Clinimetric properties from modern measurement theory

Before constructing and testing an IRT model, it is important to verify that the items meet the assumptions of unidimensionality, local independence and monotonicity [34].

  1. (1)

    Most IRT applications require a factor structure with a single latent trait, hence the need to establish whether the instrument in question is unidimensional. This was established using the results of the CFA described in the previous paragraph, supplemented with an exploratory factor analysis. Before launching the EFA, we inspected the suitability of the data using Bartlett’s test of sphericity and the Kaiser–Meyer–Olkin (KMO) measure of sampling adequacy. The EFA was executed on the polychoric correlation matrix with the WLSMV estimator from the R package “Psych” (version The number of factors present was evaluated with parallel analysis (PA) and Velicer’s minimum average partial (MAP) test [35].

  2. (2)

    The second assumption, local independence, means that there should be no correlation between two items after the effect of the underlying trait is filtered out. In other words, the item responses should be entirely a function of the underlying trait, and not (partly) dependent on a second factor [34]. To determine this, we looked at the residual correlation matrix from the previously described single-factor CFA, and considered a value of 0.2 above the average residual correlation as the cut-off for local independence [36].

  3. (3)

    Lastly, the concept of monotonicity was examined. This concept states that the probability of endorsing a higher item response category should increase with increasing levels of the underlying construct [34]. Monotonicity was evaluated with Mokken scaling carried out with the R package “Mokken” (version 3.0.2), using the scalability coefficient H for each item and the questionnaire in its entirety. The assumption of monotonicity was confirmed if the item scalability coefficients were ≥ 0.3 and the scalability coefficient Hi for the entire questionnaire was ≥ 0.5 [36].

After confirming unidimensionality, local independence and monotonicity, a logistic Graded Response Model (GRM) was fit to the data using the R package “mirt” (version 1.32.1). This model calculates both item thresholds (b) as well as item slopes (a). For the purpose of this analysis, the response options “I do not undertake these types of physical activities” in item 2.1 and 2.2, “not applicable” in item 3.1 and 3.2, “I am unable to walk” in item 4, and “I have never participated in leisure activities” in item 8 were treated as missing responses. The encoding of the responses on item 8 was also re-ordered, going from decreased participation to increased participation. Item fit was examined with the S − X2 indicator, where p ≤ 0.001 indicates poor fit, and by examining the category characteristic curves.

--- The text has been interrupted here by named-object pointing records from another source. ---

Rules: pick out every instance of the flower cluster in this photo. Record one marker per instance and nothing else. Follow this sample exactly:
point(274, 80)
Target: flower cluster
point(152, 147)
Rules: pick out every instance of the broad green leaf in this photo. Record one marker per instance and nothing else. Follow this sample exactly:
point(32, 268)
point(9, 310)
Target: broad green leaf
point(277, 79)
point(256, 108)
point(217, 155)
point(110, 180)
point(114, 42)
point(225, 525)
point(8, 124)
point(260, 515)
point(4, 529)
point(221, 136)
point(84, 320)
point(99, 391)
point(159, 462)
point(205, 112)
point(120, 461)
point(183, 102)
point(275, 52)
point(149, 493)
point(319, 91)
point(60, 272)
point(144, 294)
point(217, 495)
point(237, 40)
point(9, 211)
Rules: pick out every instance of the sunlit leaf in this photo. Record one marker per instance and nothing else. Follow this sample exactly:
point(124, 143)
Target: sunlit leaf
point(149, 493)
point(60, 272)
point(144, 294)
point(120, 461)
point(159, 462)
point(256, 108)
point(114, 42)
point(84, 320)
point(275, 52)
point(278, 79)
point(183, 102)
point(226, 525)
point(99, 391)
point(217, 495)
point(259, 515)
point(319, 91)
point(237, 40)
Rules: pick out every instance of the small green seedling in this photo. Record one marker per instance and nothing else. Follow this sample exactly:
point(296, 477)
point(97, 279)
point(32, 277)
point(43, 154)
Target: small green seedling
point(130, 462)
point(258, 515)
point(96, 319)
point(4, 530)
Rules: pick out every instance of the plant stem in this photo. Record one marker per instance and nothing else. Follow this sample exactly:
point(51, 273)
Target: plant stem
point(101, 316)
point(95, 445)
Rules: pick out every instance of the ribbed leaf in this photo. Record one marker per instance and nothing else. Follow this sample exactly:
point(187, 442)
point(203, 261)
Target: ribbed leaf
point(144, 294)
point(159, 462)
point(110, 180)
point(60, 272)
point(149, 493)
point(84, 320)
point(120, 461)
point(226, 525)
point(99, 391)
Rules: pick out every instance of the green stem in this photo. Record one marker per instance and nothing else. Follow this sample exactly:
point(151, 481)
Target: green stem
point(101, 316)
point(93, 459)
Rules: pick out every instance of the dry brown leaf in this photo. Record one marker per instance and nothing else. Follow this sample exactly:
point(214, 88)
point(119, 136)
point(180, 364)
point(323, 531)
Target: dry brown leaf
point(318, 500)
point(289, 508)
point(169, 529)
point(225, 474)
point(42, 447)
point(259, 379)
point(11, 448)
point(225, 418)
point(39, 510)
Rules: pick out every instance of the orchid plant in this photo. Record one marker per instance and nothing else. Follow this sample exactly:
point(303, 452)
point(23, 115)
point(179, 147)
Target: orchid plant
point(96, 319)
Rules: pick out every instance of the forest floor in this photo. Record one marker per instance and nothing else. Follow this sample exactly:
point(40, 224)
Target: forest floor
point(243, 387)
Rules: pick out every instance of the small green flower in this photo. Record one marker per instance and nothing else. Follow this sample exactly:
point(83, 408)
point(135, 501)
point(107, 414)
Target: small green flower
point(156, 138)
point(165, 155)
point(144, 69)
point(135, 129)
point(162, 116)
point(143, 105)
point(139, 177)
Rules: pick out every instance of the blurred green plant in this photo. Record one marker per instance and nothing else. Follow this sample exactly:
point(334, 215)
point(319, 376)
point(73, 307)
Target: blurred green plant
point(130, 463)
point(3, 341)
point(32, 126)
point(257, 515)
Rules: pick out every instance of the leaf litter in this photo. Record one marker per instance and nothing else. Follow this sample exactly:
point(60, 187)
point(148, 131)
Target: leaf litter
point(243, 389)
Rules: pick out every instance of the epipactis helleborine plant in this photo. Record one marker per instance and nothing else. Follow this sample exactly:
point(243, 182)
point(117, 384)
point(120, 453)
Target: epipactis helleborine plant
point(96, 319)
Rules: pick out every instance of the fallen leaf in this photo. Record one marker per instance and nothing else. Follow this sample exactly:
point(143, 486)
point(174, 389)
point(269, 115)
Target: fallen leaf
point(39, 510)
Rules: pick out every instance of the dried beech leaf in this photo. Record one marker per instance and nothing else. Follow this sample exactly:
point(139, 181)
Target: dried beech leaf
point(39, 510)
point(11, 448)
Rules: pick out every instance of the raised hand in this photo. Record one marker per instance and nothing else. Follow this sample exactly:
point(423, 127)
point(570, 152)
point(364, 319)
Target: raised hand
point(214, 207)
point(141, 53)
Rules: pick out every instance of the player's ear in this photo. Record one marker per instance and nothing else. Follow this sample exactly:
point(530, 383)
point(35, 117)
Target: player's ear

For all items, 3 thresholds were estimated, except for item 8, where only two thresholds were estimated.

Statistical analysis

All analyses were executed with SPSS version 27.0.0, R version 4.0.0. and JASP version 0.13.1.

In addition to the statistical manipulations described in the preceding paragraphs, we also verified normality of distribution for quantitative variables with the Shapiro–Wilk test, by comparing mean and median, and by evaluating the histogram and Q–Q plot. Continuous variables following a Gaussian distribution are reported as mean ± standard deviation, while skewed variables are reported as median (25th percentile–75th percentile). Nominal variables are reported as absolute (n) and relative (%) frequencies. All comparisons were considered significant at the 5% level (p ≤ 0.5).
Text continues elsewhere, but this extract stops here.